The language may have changed, but the violence remains identical in its purpose and effect. The same racist logic that justified the slave plantation now justifies the concrete plantation, where isolation is sold as “administrative segregation” and psychological torture is rebranded as “protective custody.” I have witnessed adults who entered these units as teenagers emerge as broken shells of themselves, their minds fractured by years of sensory deprivation and social isolation. The continuity between the violence of slavery and the violence of solitary confinement is not metaphorical — it is literal, measurable, and intentional, designed to produce the same result: a population so traumatized and demoralized that resistance becomes unthinkable.

But the spirit that George Jackson embodied refuses to be crushed, no matter how sophisticated the machinery of oppression becomes. Resistance persists, because as Assata Shakur wrote, “It is our duty to fight for our freedom. It is our duty to win. We must love each other and support each other. We have nothing to lose but our chains.” These words, written from her own experience with solitary confinement, remind us that Black August is not merely a month of mourning, but a month of mobilization.

Our commemoration of Black August transforms these spaces of intended destruction into laboratories of liberation. Within these walls, we honor Black August by refusing to allow the state to divide us, by sharing resources and knowledge, by maintaining our humanity in the face of systematic dehumanization. We fast to remember those who died fighting for our freedom, we study to understand the connections between past and present struggles, and we organize to ensure that their deaths were not in vain.

The very existence of our organized remembrance exposes the lie that this system tells about itself. The continuation of Black August observances terrifies those in power because it connects the dots between historical resistance and contemporary struggle, revealing that the same forces that murdered Fred Hampton and tortured George Jackson are still operating under different names and newer technologies. The current administration’s escalation of repressive measures within the prison system — from the expansion of solitary confinement to the censorship of books and correspondence — demonstrates exactly why Black August must not be forgotten.

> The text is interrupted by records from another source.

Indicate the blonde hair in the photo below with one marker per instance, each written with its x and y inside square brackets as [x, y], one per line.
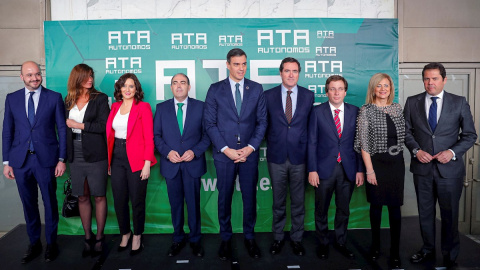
[374, 81]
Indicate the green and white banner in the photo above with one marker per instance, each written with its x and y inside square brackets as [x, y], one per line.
[156, 49]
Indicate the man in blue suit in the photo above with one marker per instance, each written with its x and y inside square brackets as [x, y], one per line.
[33, 156]
[235, 119]
[182, 142]
[333, 164]
[288, 109]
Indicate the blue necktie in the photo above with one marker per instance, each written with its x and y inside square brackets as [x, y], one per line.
[31, 115]
[432, 114]
[238, 98]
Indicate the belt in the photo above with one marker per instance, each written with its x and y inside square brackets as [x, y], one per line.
[77, 136]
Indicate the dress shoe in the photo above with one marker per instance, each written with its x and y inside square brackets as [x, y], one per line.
[129, 242]
[322, 252]
[51, 252]
[421, 256]
[98, 247]
[276, 246]
[225, 251]
[297, 248]
[175, 248]
[344, 251]
[139, 249]
[374, 254]
[395, 262]
[197, 249]
[33, 251]
[448, 263]
[252, 248]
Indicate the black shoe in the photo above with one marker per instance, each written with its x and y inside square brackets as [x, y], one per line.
[140, 248]
[197, 249]
[87, 247]
[276, 246]
[129, 242]
[344, 251]
[448, 263]
[225, 251]
[51, 252]
[252, 248]
[98, 247]
[175, 248]
[421, 256]
[374, 254]
[297, 248]
[395, 262]
[33, 251]
[322, 252]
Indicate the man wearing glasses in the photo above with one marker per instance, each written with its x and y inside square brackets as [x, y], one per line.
[333, 164]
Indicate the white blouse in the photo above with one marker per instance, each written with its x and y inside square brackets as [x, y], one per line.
[77, 115]
[119, 124]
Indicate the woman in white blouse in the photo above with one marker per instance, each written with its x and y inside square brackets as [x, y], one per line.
[86, 113]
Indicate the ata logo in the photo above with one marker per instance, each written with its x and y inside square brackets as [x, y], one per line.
[186, 41]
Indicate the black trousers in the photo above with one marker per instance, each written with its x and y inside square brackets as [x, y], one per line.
[127, 185]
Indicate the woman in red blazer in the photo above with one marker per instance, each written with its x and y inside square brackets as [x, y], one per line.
[130, 156]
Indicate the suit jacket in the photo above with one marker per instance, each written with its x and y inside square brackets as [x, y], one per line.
[284, 139]
[324, 143]
[140, 145]
[168, 137]
[17, 131]
[455, 130]
[224, 125]
[94, 144]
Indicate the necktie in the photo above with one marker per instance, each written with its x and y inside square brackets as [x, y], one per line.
[338, 125]
[238, 98]
[180, 117]
[31, 115]
[288, 107]
[432, 114]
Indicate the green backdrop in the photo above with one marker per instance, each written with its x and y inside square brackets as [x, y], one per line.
[156, 49]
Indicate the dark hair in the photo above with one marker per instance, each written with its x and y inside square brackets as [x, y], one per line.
[79, 74]
[335, 78]
[290, 60]
[188, 80]
[121, 82]
[435, 65]
[235, 52]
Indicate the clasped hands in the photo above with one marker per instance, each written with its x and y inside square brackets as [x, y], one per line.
[442, 157]
[174, 157]
[239, 155]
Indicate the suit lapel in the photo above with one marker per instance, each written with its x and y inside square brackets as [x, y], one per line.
[132, 118]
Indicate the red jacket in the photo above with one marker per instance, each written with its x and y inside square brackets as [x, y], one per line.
[140, 146]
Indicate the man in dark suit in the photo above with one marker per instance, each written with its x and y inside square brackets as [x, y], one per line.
[439, 130]
[288, 109]
[33, 156]
[333, 164]
[180, 138]
[235, 119]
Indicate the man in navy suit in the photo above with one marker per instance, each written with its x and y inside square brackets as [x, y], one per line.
[439, 131]
[182, 142]
[235, 119]
[288, 109]
[333, 164]
[33, 156]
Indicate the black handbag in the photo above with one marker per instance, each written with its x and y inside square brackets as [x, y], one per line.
[70, 203]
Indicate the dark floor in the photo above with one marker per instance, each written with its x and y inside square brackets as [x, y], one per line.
[14, 243]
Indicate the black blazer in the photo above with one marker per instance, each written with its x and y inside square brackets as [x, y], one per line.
[94, 142]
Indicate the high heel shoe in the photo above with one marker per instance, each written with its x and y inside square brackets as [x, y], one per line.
[140, 248]
[129, 242]
[98, 251]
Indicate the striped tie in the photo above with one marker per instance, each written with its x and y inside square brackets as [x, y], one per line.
[339, 130]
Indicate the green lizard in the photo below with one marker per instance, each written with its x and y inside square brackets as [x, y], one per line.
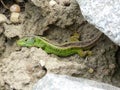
[65, 49]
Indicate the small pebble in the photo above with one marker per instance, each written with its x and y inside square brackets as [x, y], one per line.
[3, 18]
[15, 8]
[14, 17]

Those who hold the keys to these cages understand exactly what they fear losing. Prison officials understand that knowledge is power, and they particularly fear the power that comes from understanding our history of resistance. They know that when we remember Jonathan Jackson’s courage, George Jackson’s intellectual development despite isolation, and the countless others who chose death over submission, we are less likely to accept our current conditions as inevitable. The state’s investment in forgetting is matched only by our investment in remembering, because memory is the foundation of resistance, and resistance is the foundation of freedom.

Now, as the walls that confine our bodies bear witness to the unbreakable nature of our spirits, I issue this call. From these cells where the echoes of George Jackson’s footsteps still resonate, I call upon everyone who believes in human dignity, in the right to education, in the possibility of transformation, to remember Black August not as ancient history but as present reality. The conditions that created the need for Black August — racist policing, unjust sentencing, brutal prison conditions, and the use of solitary confinement as torture — persist today, which means our obligation to remember and resist persists as well.

The choice before us is simple: become accomplices to our own destruction through silence, or become architects of our liberation through action. We must remember — because forgetting is complicity, because silence is violence, and because the same system that murdered our ancestors will continue to murder our descendants until we find the courage to tear it down and build something worthy of our humanity.